Todos os posts de Paulo Ricardo Silveira Trainini

EMPANTURRAR

EMPANTURRAR

Imagina que as ideias que integram os meus posts são sustentadas por fios da teia de uma aranha.

Quanto mais curtos forem os fios entre uma conexão e outra, mais precisas são as ideias que eles carregam e próximas da ideia foco. Quanto mais longos, apesar de serem exatos, não possuem a mesma precisão e proximidade com a ideia foco.

Ainda, se eu não conseguir esquecer uma ideia (tirá-la da consciência) antes de resgatá-la (puxá-la pra consciência novamente), corto as extremidades desse fio chiclé e ele não fará mais parte da teia. Se eu deixar, esse conflito de ideias pode causar algum problema mental.

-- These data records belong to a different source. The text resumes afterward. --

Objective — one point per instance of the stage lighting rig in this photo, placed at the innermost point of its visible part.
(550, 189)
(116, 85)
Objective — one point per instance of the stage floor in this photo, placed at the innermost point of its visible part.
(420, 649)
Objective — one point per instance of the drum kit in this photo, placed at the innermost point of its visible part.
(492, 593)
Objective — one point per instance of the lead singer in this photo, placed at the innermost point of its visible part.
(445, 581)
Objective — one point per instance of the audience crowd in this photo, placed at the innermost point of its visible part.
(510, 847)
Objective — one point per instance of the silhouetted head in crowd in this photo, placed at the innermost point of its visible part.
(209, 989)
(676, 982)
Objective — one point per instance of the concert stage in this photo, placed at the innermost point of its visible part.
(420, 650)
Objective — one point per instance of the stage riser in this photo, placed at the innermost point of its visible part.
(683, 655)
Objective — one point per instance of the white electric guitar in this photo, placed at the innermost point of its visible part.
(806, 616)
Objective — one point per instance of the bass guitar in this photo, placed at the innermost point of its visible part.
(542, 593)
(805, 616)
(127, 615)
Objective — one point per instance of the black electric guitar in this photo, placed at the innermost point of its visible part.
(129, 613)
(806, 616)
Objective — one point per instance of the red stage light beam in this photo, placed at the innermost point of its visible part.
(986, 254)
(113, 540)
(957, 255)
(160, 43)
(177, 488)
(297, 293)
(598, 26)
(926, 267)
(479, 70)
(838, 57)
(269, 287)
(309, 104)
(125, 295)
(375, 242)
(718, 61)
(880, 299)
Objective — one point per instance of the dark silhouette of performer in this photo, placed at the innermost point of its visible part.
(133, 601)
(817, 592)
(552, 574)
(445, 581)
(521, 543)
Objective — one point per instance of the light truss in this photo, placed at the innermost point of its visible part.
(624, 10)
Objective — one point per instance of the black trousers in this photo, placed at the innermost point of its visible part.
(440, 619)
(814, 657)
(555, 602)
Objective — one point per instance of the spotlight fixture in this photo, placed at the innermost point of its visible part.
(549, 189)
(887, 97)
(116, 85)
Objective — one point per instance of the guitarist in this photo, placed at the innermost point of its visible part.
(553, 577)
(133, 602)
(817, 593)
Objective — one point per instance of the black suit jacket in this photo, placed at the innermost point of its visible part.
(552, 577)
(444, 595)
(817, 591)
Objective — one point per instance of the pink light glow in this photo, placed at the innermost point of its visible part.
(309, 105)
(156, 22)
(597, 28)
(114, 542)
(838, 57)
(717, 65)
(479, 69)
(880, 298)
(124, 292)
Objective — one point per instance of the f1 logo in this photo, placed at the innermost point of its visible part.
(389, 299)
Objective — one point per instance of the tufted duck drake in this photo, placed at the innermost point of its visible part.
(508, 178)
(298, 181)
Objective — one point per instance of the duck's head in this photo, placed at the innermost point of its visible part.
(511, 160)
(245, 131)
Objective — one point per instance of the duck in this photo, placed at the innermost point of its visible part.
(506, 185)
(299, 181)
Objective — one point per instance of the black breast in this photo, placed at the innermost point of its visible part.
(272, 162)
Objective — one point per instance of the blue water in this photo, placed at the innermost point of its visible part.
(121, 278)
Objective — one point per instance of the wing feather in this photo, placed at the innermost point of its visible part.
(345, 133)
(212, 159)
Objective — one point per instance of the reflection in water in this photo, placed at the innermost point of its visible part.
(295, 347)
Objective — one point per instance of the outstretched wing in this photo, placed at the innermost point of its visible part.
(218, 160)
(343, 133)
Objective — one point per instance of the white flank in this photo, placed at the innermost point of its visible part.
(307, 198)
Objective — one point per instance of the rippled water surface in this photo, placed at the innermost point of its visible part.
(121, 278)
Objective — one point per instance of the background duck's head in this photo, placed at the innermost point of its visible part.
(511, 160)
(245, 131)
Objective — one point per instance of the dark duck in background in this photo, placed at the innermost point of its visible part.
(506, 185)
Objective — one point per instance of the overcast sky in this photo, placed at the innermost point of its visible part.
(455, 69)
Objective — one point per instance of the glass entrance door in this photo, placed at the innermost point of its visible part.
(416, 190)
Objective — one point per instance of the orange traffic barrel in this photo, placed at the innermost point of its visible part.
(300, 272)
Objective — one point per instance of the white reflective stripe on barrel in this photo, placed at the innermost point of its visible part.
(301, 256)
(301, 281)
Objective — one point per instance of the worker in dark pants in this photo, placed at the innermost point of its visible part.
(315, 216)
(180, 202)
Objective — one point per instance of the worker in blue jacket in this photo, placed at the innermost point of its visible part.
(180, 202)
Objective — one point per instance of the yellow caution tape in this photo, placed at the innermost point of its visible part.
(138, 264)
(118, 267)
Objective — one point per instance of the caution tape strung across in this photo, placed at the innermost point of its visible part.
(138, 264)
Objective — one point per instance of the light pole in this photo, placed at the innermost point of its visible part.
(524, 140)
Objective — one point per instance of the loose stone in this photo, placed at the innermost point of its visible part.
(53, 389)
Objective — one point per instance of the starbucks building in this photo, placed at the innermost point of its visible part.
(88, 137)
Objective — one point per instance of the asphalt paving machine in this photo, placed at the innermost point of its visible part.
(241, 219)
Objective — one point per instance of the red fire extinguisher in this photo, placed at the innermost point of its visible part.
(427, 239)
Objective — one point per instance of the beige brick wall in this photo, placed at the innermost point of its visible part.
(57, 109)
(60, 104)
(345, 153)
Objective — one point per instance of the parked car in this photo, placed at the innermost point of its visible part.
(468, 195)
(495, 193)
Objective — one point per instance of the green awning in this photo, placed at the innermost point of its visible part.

No tempo de faculdade, eu costumava estudar pras provas no dia anterior. Porque a minha consciência conseguia se empanturrar com a matéria estudada sem precisar esquecer de nada até a hora da prova. Depois da prova, eu puxava a descarga da consciência e toda a teia, empanturrada de informações, era esquecida num buraco negro do inconsciente.

E quanto mais próximo da hora da prova, mais o estudo conseguia empanturrar a teia sem deixar a consciência puxar a descarga.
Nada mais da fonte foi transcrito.